# Need Expert Help



## dmbai (May 8, 2011)

I am basically a beginner.  Don't really know much and am learning on the fly.  I bought a Nikon D90 and Sigma 50mm 1:2.8 DG Macro lens.

I am trying to photograph stationery items that have the text pressed into the paper.  I have tried a handful of different methods to achieve this, including some advice from some pretty good photographers, and none of them seem to help much.  The best I've been able to achieve is in a low lit environment (no more daylight) using my camera's crappy built-in flash.  See the following picture:

http://img94.imageshack.us/img94/5828/dsc10473.jpg

However, I want to achieve the type of depth of impression and texture you see here:

http://dolcepress.com/products/custom/images/nexus_string_quartet_1.jpg
http://dolcepress.com/products/wedding/images/hydrangea_8.jpg

I just bought the following lights because I was told flooding it with light could help:

Interfit EZ-Lite 2-Light Kit INT160 B&H Photo Video

However when I do this I actually see less of the texture and debossing.

Any advice how to get it to look or look closest to the 2 pictures I linked?  Mostly with lighting but just also general camera settings as well?

Thanks!


----------



## Arkanjel Imaging (May 8, 2011)

The light needs to be coming in from almost the same plane as the card itself.  Almost straight down.  So on camera lighting isnt going to cut it.


----------



## Bitter Jeweler (May 8, 2011)

Yup! Angle your light to create shadow. Flooding it with light, kills the depth showing shadows.

Easy peasy.


----------



## Marc-Etienne (May 8, 2011)

Arkanjel Imaging said:


> The light needs to be coming in from almost the same plane as the card itself.  Almost straight down.  So on camera lighting isnt going to cut it.



+1
If you are looking to get depth, you need shadows. The shadows on your goal pictures point straight down so the light as to be right above the card pointing downward.


----------



## 480sparky (May 8, 2011)

The lights you got may be far too large to create the shadows you want, especially using reflectors/umbrellas.  Shoot with just the light alone, and maybe even scriming it down some.... you need a very small (physical size) light source.


----------



## dmbai (May 8, 2011)

Some updates, before I got any responses I actually tried using one light on and the second light off and that made a huge difference.  Using only one light gave me shadows while using two lights facing each other gave none.  However, it still doesn't seem to be what it should be even lighting it from the level of the card.  I did use a better piece and got MUCH more texture, but feel I can't get what the person did in the links in my first post.
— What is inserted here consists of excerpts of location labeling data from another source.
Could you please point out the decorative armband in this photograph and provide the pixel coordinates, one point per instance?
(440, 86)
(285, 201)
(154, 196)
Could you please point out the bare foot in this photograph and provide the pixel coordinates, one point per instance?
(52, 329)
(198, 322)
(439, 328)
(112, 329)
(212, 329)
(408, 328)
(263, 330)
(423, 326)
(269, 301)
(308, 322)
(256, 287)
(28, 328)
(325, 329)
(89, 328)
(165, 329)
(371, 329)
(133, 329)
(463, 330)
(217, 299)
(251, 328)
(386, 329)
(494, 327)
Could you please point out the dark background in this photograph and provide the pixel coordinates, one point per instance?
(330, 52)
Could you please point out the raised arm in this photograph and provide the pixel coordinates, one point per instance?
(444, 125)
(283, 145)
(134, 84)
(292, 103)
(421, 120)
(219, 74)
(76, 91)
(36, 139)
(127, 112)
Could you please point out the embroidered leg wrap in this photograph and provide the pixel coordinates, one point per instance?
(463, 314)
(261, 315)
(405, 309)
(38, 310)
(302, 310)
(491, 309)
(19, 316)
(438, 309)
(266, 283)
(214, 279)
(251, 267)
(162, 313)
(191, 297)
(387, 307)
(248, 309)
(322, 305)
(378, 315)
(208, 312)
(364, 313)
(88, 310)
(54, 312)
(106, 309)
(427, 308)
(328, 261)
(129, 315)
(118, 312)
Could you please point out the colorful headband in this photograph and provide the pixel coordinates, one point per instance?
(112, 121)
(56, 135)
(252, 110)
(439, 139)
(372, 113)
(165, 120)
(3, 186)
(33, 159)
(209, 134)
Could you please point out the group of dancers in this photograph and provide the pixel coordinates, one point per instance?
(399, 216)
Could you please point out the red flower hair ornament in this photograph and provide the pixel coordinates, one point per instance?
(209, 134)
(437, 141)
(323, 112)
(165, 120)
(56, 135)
Should I be doing this in a dark room with only those lights?  Or should I have some lighting in the room?  And I was using a white background, would a black background help in any way?

Thanks for all the help!


----------



## 480sparky (May 8, 2011)




----------



## dmbai (May 8, 2011)

Thanks, that top angles seems to work well compared to side angle flat.  So how about my questions regarding the rest of the room?  Lights off?  Lights on?  Should the background that the card sits on be white as I've been using?  Or would something dark like black paper do anything to help?

I've been using F-16, is there anything good/bad you're recommend there?

Thanks!!


----------



## dmbai (May 18, 2011)

Can anybody help on a few of my final questions:

_Should I be doing this in a dark room with only those lights? Or should I have some lighting in the room? And I was using a white background, would a black background help in any way?_

Thanks!


----------